I spent many evenings between September and this past spring in regional meetings with other school leaders and with a number of health professionals. A number of our neighboring school districts had very active support and engagement from their board of health in their decision making. It was vital support because of the complexities of the ever changing landscape. We received help from our HHS department in January, 2021 when they hired as a consultant a retired Newton health commissioner with background in infectious disease.
Dear Ms. Albright.
I will never doubt the effort that you and other SC put in during this trying time. However, I just cannot accept that we did not have ID expertise. Dr. Rochelle Walensky (then head of MGH ID) had offered help to mayor Fuller on Jul 10, 2020 (https://bit.ly/3pR7bhL Page 9). We had access to world-renowned expertise in ID, who were also NPS parents.

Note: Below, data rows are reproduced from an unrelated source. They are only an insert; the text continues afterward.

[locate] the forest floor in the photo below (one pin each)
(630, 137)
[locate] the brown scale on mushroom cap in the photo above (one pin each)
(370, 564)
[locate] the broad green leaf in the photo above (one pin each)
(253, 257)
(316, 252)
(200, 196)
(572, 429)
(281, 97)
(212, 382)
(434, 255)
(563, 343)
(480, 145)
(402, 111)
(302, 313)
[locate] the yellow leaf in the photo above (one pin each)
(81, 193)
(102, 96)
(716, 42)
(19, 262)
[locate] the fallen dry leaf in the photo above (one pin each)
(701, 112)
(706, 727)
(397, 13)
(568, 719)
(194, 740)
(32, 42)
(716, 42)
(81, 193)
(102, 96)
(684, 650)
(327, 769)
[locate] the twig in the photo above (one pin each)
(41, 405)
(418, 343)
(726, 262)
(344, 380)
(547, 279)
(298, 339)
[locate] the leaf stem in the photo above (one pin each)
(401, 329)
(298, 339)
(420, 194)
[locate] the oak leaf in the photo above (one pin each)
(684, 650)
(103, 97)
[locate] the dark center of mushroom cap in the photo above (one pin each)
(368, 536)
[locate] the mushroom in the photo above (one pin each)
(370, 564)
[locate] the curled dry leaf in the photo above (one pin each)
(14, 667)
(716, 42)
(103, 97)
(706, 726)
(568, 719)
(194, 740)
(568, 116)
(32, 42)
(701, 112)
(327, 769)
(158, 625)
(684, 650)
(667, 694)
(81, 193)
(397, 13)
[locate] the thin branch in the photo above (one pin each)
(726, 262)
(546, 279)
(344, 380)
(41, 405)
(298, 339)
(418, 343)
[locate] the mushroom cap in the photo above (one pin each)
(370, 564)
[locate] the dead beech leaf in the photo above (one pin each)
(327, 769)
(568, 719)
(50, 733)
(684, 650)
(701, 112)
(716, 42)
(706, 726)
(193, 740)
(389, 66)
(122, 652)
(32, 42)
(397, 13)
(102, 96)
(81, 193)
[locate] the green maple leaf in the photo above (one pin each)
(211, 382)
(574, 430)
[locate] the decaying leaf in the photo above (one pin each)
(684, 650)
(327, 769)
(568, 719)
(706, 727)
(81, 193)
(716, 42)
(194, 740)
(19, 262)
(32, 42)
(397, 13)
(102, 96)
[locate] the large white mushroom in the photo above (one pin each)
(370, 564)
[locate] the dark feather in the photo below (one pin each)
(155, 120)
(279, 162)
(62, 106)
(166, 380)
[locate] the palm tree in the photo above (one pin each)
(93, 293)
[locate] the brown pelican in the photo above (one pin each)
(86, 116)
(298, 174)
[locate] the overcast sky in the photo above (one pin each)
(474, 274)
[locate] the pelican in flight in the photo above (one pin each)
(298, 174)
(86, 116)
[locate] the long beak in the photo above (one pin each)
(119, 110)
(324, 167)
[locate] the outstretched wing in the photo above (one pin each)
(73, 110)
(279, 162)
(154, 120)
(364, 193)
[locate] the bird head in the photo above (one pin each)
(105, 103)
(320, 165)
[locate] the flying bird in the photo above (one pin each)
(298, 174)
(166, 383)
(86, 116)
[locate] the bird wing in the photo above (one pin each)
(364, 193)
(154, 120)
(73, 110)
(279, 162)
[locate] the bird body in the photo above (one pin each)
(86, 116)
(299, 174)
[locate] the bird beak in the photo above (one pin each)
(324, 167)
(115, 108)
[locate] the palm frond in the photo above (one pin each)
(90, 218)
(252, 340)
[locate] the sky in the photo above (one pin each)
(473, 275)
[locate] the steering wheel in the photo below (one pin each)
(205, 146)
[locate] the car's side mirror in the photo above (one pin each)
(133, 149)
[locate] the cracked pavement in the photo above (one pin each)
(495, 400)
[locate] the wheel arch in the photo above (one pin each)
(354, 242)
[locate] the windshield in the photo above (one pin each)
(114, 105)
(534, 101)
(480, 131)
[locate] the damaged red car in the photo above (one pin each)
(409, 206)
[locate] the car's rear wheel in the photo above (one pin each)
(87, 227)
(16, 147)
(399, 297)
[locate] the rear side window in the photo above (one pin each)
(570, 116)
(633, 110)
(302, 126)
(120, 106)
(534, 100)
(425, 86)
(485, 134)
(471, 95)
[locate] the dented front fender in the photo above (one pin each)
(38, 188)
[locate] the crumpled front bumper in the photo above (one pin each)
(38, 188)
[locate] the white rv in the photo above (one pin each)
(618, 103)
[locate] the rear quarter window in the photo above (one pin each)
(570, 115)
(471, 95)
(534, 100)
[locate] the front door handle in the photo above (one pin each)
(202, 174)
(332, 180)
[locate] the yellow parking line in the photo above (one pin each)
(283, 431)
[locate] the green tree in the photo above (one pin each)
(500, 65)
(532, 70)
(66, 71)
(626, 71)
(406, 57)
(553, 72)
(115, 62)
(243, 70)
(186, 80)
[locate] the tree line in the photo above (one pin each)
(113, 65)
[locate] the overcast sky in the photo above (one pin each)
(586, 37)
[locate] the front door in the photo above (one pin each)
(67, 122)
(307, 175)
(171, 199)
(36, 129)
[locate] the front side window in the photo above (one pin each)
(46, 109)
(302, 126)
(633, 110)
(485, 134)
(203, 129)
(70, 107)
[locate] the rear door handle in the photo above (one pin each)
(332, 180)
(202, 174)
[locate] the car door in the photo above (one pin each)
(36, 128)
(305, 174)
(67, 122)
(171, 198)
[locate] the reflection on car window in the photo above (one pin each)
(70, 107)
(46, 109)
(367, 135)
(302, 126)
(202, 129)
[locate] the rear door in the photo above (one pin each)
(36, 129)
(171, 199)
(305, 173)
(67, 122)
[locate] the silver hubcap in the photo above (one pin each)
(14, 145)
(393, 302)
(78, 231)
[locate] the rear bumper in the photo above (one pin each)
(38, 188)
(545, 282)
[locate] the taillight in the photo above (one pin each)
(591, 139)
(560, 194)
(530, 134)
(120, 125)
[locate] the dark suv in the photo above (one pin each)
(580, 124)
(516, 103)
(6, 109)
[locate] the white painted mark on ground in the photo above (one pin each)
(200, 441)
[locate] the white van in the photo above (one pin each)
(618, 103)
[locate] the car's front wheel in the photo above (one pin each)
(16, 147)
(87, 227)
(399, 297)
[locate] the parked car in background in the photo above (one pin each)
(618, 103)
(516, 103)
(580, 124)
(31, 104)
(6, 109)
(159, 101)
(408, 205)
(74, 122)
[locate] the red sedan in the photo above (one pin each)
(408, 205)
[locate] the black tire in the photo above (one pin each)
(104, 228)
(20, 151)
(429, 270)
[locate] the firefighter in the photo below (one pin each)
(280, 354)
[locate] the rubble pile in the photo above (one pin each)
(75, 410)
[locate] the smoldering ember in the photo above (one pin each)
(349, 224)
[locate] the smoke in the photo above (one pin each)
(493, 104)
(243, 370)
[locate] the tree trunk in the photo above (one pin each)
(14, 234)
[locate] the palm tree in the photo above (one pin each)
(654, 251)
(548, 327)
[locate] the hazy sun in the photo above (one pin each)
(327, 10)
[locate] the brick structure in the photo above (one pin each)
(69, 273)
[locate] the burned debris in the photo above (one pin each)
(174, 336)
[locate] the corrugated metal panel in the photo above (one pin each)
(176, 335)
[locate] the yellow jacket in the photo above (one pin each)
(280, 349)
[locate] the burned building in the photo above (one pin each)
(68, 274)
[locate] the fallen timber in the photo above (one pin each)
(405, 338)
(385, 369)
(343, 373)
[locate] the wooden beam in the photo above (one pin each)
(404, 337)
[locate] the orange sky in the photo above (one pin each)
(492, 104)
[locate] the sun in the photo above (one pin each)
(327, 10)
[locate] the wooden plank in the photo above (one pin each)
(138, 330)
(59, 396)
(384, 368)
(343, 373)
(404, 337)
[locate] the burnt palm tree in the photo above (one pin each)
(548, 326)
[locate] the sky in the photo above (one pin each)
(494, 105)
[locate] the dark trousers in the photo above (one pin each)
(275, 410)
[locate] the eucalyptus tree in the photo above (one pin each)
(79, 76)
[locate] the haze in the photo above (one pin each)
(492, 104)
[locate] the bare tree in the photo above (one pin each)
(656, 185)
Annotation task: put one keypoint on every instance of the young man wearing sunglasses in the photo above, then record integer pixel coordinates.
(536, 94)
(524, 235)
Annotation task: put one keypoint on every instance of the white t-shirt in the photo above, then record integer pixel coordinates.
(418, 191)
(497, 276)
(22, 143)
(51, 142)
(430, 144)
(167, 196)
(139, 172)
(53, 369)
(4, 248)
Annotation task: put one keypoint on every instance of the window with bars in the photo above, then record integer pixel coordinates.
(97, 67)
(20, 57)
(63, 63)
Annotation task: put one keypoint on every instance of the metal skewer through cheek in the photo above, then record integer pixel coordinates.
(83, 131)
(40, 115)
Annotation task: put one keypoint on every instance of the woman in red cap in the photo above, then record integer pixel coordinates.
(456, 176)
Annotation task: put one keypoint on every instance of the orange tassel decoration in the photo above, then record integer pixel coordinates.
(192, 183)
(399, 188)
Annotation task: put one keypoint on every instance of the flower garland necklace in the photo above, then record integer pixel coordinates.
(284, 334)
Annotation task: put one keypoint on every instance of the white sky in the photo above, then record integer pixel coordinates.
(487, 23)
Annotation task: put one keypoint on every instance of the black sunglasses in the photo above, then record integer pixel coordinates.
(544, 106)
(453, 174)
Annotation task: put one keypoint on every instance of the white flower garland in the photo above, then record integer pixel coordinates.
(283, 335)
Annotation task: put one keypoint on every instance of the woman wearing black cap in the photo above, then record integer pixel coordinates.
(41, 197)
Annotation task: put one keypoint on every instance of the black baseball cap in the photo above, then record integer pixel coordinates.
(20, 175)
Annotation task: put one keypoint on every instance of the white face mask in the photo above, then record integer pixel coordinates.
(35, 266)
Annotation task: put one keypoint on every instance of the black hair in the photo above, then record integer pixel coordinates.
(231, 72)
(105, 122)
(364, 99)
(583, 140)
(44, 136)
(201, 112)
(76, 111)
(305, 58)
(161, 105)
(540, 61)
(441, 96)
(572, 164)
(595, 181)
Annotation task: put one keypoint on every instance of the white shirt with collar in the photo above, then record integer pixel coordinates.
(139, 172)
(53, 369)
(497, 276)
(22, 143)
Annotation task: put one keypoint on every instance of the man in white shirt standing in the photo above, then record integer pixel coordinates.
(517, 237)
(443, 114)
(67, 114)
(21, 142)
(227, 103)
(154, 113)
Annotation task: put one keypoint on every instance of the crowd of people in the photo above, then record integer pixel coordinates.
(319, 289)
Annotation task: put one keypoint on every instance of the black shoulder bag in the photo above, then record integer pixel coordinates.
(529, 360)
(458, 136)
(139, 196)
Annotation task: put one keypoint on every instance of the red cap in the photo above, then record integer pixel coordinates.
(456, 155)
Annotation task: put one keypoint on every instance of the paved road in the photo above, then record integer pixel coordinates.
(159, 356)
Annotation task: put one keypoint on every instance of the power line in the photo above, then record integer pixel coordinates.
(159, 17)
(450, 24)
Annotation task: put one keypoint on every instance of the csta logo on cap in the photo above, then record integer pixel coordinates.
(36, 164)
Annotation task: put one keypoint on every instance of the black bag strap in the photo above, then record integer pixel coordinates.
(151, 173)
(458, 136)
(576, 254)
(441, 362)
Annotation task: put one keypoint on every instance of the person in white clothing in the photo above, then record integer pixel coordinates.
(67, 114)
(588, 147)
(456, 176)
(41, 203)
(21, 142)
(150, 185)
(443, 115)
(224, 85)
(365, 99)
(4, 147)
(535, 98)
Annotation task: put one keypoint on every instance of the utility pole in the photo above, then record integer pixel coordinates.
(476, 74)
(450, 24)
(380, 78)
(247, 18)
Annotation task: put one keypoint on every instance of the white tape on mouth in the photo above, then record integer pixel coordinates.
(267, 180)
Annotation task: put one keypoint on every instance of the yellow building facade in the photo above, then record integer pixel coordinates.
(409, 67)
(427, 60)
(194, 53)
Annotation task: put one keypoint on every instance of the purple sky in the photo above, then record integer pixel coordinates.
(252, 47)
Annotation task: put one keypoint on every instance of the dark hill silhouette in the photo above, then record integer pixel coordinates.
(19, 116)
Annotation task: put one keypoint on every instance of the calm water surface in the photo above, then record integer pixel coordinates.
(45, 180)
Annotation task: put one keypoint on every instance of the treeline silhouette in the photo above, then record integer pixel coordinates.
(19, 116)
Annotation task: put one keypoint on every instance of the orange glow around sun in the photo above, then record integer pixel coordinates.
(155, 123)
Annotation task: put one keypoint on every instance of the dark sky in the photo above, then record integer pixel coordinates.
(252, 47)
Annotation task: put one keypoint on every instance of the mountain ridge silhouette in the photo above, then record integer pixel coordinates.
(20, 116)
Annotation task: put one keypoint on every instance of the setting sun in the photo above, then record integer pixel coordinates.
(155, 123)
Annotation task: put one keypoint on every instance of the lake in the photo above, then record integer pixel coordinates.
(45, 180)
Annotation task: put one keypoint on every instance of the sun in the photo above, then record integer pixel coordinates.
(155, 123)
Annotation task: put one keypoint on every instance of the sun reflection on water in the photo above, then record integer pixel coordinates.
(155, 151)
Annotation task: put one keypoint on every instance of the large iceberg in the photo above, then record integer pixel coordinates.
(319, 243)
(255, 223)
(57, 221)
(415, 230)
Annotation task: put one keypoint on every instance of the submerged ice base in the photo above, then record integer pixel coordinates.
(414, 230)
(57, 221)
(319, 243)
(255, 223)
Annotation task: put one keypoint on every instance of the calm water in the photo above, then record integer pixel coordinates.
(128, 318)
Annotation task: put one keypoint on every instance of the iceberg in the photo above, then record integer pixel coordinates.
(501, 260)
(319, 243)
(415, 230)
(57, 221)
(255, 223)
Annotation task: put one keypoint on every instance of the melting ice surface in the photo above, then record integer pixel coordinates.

Why did SC accept this help from these experts? Or maybe did mayor Fuller not inform her fellow SC of this offer?
Margaret wrote:
“A number of our neighboring school districts had very active support and engagement from their board of health in their decision making. It was vital support because of the complexities of the ever changing landscape. We received help from our HHS department in January, 2021 when they hired as a consultant a retired Newton health commissioner with background in infectious disease.”
I am going to take from this that unlike neighboring school districts, Newton did NOT have the active support and engagement of the Board of Health (including particularly Commissioner Deborah Youngblood) in their decision making. Furthermore, I’m also going to take from this that Margaret is telling us that it wasn’t until January of 2021 that HHS finally offered to help by hiring a retired Newton Health commissioner with a background in infectious disease as a way to offer help to the schools. This was a public health crisis not seen in a century. I can’t imagine a role better suited to HHS.
This to me sounds like a complete and abysmal failure of Commissioner Youngblood and HHS to step in and assist the School Department. I’m not suggesting this as an excuse. Rather, at a time of all hands on deck, sounds like some hands jumped ship. I would hope that the Mayor would consider a thorough review of HHS and their involvement and responsiveness in connection with the needs of the school department during this public health crisis.
Again – I’m not writing this to offer excuses for failings by the school committee and the administration. But from what Margaret has written here I think we need to be looking at a bigger picture.